Verslag van de vergadering van 25 mei 2021 (2020/2021 nr. 38)
Status: gecorrigeerd
Aanvang: 22.37 uur
Mevrouw Kluit i (GroenLinks):
Dank, voorzitter. Dank aan de ministers voor hun lange zit hier. Ik noem eerst een aantal toezeggingen die ik graag bevestigd wil zien en vervolgens heb ik twee vragen.
Allereerst dank voor de toezegging dat de automatische koppeling tussen de Twm en de testwet eruit wordt gehaald en dat we dus niet een hele volledige Twm hebben als we door willen gaan met het testen in het najaar.

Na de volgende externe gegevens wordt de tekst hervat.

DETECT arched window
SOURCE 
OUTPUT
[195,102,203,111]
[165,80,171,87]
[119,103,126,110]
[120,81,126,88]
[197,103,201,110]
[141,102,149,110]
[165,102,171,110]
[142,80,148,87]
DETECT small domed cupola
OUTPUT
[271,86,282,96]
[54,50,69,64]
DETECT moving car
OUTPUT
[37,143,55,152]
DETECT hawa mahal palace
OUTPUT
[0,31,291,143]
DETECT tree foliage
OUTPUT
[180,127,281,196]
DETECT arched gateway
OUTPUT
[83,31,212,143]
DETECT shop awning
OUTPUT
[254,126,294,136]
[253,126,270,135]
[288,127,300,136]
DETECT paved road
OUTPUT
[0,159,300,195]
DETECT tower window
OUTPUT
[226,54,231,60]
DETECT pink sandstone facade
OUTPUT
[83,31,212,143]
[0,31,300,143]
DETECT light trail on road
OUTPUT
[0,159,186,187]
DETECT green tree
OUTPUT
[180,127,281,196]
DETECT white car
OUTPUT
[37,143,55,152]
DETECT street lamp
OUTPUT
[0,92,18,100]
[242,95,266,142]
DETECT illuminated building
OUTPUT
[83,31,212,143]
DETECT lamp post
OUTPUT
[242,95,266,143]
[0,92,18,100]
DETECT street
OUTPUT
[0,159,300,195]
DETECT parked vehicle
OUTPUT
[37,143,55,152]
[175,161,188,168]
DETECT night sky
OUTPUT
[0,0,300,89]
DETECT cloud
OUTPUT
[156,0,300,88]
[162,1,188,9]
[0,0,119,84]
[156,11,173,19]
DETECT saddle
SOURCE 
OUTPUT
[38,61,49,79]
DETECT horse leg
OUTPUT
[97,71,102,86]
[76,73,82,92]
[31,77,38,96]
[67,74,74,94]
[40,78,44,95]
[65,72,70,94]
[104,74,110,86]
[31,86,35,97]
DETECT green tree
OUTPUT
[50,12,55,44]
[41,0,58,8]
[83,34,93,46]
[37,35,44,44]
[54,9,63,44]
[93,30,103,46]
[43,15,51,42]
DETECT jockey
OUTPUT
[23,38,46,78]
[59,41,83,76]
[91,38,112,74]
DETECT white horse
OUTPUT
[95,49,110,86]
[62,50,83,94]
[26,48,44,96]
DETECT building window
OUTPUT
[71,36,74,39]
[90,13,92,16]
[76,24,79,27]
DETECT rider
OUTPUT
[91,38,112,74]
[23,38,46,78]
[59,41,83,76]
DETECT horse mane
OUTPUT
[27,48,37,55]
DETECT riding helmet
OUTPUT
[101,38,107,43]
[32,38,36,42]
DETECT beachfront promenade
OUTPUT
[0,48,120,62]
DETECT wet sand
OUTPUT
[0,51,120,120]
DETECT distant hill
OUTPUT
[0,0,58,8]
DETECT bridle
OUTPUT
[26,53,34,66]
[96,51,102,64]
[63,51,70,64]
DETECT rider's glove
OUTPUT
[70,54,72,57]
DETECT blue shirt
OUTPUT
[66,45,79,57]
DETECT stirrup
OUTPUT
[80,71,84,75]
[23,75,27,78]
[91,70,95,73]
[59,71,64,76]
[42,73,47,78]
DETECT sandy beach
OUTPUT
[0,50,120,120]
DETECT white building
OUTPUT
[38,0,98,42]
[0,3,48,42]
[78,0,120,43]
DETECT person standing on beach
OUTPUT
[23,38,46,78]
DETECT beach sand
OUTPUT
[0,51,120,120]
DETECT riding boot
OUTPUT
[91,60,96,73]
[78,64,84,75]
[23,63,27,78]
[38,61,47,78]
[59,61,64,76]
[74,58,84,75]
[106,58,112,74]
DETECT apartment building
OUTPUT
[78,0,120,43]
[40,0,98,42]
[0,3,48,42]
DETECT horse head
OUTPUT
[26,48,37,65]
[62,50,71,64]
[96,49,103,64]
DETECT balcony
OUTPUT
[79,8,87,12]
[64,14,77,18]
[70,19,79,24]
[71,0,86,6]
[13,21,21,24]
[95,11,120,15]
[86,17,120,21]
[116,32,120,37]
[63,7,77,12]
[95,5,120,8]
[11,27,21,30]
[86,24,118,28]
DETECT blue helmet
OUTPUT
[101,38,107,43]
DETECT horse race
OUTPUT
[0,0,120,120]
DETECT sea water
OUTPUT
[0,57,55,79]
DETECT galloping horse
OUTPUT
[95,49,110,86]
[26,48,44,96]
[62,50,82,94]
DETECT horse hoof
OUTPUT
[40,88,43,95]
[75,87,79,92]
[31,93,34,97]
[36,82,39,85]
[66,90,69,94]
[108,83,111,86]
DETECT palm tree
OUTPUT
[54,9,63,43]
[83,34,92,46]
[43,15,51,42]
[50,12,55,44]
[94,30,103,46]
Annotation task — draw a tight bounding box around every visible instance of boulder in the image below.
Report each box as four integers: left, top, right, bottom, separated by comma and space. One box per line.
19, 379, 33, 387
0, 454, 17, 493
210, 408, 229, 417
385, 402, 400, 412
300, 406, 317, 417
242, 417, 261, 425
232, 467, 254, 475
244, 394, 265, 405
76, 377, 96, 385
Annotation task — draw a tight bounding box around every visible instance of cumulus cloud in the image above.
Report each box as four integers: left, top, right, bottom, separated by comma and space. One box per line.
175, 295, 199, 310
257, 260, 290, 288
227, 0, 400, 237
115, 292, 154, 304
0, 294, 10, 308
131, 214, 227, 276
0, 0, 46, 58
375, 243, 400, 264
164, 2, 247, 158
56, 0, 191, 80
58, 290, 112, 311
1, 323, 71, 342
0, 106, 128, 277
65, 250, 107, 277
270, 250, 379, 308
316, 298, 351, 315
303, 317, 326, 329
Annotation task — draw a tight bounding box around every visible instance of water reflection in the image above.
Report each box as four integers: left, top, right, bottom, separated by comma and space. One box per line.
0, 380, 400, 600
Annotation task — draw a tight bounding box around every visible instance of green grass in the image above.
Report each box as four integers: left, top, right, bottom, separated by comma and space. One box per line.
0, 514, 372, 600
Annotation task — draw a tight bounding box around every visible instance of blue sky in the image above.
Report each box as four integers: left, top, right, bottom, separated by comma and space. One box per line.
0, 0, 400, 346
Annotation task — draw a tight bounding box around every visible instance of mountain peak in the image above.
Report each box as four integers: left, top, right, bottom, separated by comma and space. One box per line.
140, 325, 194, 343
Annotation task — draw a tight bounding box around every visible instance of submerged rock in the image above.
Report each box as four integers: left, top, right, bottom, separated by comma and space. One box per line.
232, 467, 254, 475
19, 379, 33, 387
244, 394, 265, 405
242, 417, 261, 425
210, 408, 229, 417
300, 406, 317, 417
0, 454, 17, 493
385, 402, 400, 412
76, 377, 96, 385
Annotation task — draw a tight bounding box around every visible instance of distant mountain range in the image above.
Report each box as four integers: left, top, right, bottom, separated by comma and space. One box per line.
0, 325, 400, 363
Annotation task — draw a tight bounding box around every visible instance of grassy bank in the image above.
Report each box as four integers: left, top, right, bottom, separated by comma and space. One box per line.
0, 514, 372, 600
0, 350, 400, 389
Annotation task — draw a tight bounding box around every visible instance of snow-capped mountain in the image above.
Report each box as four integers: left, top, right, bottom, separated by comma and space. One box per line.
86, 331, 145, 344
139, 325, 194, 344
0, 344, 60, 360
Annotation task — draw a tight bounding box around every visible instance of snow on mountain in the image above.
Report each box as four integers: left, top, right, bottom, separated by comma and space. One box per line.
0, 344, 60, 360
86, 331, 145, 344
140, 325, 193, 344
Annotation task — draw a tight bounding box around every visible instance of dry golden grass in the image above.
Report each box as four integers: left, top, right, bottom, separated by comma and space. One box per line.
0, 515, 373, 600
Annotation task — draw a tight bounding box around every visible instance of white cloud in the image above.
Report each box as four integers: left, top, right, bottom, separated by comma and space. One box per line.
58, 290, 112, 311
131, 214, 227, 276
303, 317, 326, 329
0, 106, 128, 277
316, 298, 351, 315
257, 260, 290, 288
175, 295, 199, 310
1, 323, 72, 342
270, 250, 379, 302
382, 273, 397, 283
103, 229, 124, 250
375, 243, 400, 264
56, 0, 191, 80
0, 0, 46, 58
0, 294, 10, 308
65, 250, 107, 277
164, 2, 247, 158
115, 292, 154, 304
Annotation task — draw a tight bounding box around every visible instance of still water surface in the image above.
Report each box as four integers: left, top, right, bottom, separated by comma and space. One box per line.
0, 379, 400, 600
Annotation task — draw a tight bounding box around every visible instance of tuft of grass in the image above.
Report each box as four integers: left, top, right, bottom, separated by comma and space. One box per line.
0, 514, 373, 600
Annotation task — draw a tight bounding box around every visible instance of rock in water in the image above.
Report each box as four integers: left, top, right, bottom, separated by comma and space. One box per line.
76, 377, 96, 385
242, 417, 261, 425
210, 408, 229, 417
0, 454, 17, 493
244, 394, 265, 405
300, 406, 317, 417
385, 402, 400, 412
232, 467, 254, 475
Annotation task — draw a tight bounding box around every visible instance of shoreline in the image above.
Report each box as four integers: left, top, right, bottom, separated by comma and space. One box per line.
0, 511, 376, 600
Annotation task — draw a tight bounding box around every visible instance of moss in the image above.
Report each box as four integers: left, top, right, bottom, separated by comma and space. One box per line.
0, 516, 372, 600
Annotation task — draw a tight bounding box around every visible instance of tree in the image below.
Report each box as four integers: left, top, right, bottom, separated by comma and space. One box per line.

Dank ook voor de toezegging aan de heer Verkerk dat regionale spreiding van maatregelen mogelijk is. Ik had daar een vraag over, maar die werd al beantwoord. Het is mooi dat daarnaar gekeken gaat worden en dat die spreiding ingezet gaat worden als dat kan.
Dank ook voor de toezegging om een aan-en-uitknop te maken waarmee duidelijk wordt op welke momenten er sprake kan zijn van toegangsbewijzen bij niet-essentiële sectoren. We begrijpen dat we daar nu met 100.000 besmettingen aan voldoen, maar we vinden het ook heel belangrijk dat dit specifiek wordt. Dus de motie met D66 laten we staan, maar dat is een aanmoedigingsmotie om te zorgen dat dit goed op orde komt.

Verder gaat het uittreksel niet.